だいたい泡で捕まえるタイプは瞬殺だとしてもアレを手で掴むなんて尋常じゃない。
裏っ側に付いてるアイツが落ちたらどうするつもりだ、やっぱり叩くしかない。

アイツに悟られないようにじりじりと距離を縮めてゆく。

亜莉子の猫・・・名前なんだったけなあ、ああ聞いてなかった気がする。
とにかく灰色の猫は対峙する俺を完全に無視して食卓の椅子の上でのんびりと寝ている。
現代にそうネズミはいない分、違う生物(特に目の前の)でいいから捕まえてくれないかと、
淡い期待を視線で猫に寄せてみるが、実際にはただ笑ったような顔をして動きもしない。

笑った・・・猫に嫌味なんか言ってるから笑われた様に見えるのだ。きっとそうに違いない。
そんなことより、俺は今目の前にいるコイツを倒すのが先決だ。そう亜莉子が来る前に。

「叔父さーん、私の猫・・・」

あまりに真剣に考えていた所為で、亜莉子が扉を開けて入ってきたことに気づかなかった。
アイツはまるで扉が開く機会を狙っていたごとく扉へと一目散に駆けた。間に合わない。

「亜莉子、扉閉めろ!」
「え?何・・・きゃあっ!」


パンッ、
乾いた音はこの長く短い戦いに終止符を打った。


「あー、まだ半分しか読んでなかったのに・・・」
「・・・・・・・」

手に持ってるアイツを倒した雑誌を少し嫌そうに持つ姪を呆然と見た。
てっきり悲鳴でも上げるかと思ったが、冷静に持っていた本で亜莉子は叩いた。

「お前、怖くないのか?」
「ううん。

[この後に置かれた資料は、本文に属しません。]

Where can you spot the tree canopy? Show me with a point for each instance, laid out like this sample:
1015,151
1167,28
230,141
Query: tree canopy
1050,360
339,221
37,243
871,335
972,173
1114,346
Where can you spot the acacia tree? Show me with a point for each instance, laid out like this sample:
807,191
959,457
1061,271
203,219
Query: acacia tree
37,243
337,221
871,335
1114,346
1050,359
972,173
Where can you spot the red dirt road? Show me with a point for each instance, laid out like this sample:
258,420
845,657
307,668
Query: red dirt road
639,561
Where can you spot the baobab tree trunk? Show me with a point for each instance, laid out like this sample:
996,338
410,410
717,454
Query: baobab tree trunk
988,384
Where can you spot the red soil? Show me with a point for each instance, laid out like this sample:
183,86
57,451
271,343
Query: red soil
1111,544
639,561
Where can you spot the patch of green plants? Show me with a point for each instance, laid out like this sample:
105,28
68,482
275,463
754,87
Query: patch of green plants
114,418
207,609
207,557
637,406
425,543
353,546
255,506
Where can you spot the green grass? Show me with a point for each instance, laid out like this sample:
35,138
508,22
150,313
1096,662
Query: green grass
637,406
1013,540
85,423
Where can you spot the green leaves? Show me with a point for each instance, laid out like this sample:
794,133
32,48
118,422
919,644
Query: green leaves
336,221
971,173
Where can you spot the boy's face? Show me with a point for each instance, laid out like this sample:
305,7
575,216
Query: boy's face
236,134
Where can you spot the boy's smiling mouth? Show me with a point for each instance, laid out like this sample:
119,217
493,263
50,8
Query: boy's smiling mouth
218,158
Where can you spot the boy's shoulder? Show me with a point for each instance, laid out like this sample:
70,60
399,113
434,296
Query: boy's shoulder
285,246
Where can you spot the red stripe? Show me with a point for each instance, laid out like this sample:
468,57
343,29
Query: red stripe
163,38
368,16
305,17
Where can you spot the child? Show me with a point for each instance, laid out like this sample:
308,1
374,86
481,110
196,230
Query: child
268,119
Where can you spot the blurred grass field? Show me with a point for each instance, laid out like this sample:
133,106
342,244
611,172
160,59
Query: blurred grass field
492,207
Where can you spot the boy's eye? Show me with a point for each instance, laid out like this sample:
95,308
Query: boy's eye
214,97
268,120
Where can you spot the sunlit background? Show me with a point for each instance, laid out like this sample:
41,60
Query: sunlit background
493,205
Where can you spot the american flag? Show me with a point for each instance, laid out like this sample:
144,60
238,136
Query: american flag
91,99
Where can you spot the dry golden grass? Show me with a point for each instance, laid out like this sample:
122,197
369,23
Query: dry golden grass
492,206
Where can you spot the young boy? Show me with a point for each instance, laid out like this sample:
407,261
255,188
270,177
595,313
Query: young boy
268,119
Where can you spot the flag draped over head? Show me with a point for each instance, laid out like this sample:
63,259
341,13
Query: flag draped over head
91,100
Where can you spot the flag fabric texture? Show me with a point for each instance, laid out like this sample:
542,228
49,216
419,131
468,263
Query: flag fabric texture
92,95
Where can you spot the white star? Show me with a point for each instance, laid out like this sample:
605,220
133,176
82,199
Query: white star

怖いけど・・・だって前の家よく出たんだもの」

我ながら随分と気の抜けた声が喉から滑り落ちた。
前の家・・・そうか、そりゃそうだ。よく考えてみれば当たり前だ。
母親との二人暮らしともなれば、必然的に倒すのはどちらかに限られる。
しかも市営アパートともなると建てられてからは古いし、出る回数もきっと多かったのだろう。

「なんだかなぁー」

心配したことにも真剣に悩んだことにも自分の馬鹿さ具合に笑えた。
その場にしゃがみ込んで、がしがしと頭を掻くと足元にあの猫が近づいてきた。
これこそ猫に笑われて当然だったな。今ならいくらでも笑ってくれという感じがする。

「あれ、もしかして叔父さん。怖いとか・・・?」
「んなわけない、嫌いなだけだ!」


にゃあーん、灰色の猫が鳴いた。


悪循環思考回路 <<叔父さんって繊細ね!>>
++++++++++++ 前半書くのが本当に楽しかったなんてとても言えない。 あと余談ですが、糖蜜は我が家での虫発見器です。 小さな蜘蛛からGのつく生物だろうと発見するのは必ず糖蜜です。 はっきりいって嬉しく無い。だけど何気なく感じるんです、虫。 嫌ー!!ブリ嫌いなんだよ!!(そんな話書くなよ)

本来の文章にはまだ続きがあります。